For the past two weeks, in my capacity as editor of my college newspaper, I have been traveling in a strange and unfamiliar world, one of intrigue and occasional fury. I have published a two-part critical essay on Skidmore's cultish obsession with community "dialogues," a staple of our school's diversity and peer mediation programs. And the blowback has been considerable. Part I is here, and Part II here.
I post this here because I know many of you here share my concerns over the dissolution of rigorous education into a froth of pseudo-activism and "consciousness-raising." I'll just supplement the links above with a few reflective remarks (Skidmore is on spring break now, so if the controversy develops, it won't be until after this week.)
The reactions to the essay have been, relative to the Skidmore bubble, quite extraordinary, which is not to say sober or considered.

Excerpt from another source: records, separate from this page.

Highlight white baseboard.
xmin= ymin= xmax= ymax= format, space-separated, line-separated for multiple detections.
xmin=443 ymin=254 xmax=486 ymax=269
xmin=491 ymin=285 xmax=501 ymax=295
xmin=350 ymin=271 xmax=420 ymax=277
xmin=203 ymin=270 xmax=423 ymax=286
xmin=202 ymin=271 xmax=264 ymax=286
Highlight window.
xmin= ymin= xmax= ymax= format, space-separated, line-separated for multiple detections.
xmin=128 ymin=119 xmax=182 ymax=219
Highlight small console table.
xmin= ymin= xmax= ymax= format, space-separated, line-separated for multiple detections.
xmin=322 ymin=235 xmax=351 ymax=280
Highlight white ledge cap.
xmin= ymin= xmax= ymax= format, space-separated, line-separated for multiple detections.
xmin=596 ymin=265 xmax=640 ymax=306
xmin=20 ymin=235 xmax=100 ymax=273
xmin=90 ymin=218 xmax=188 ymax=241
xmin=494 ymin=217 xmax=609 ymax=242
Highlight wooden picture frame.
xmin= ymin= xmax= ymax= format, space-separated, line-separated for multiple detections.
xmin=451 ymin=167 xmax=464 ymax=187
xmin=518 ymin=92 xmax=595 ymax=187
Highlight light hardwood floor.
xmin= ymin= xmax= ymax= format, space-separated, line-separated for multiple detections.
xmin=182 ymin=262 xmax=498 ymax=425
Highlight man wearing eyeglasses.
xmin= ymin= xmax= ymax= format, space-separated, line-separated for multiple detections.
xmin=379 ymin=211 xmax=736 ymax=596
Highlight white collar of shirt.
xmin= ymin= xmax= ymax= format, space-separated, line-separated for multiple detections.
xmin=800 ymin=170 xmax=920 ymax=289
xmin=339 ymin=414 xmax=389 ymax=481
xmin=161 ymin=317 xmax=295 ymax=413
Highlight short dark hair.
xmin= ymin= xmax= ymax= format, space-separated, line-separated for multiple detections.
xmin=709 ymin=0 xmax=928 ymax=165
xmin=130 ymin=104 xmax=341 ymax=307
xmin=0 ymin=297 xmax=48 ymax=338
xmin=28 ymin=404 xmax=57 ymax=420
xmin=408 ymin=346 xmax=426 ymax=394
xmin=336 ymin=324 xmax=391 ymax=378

Against my judgments on the distinctly postmodern flavor of the institution of "dialogue," many are lashing out in the only language they know, i.e. in terms of power dynamics and Hollywood Marxism. Some people, proving my point about how dialogue cultivates a hyperemotional irrationalism, have come into the news room, crying. Others have congratulated me for making things "interesting" again. Still others have called me, in print and in person, everything from a bigot to a sexist to a neo-nazi.
But most conspicuous is the astounding lack of responses from those who claim my analysis to be radically off-base, out of touch, or simply wrong. Every since publishing the first piece I have been quite nearly begging for Letters to the Editor; today I received the first one that expressed anything beside ad hominems or vague disapproval. I see it as a sad confirmation of my argument, that my college's impulse for debate and deliberation has been made null and void by our culture of pity.
It is also telling that certain faculty have gotten in touch to support my efforts, while student government has been throwing me glances with a sufficiently hairy eyeball.
All part of the job, I suppose. Anyway, I thought a few of you might be interested to see what this kind of thing looks like from the inside of a vaguely but pervasively "liberal" school. Be sure to scroll through some of the comment sections in each piece to get an idea of the bile I now slip on while walking the hallways.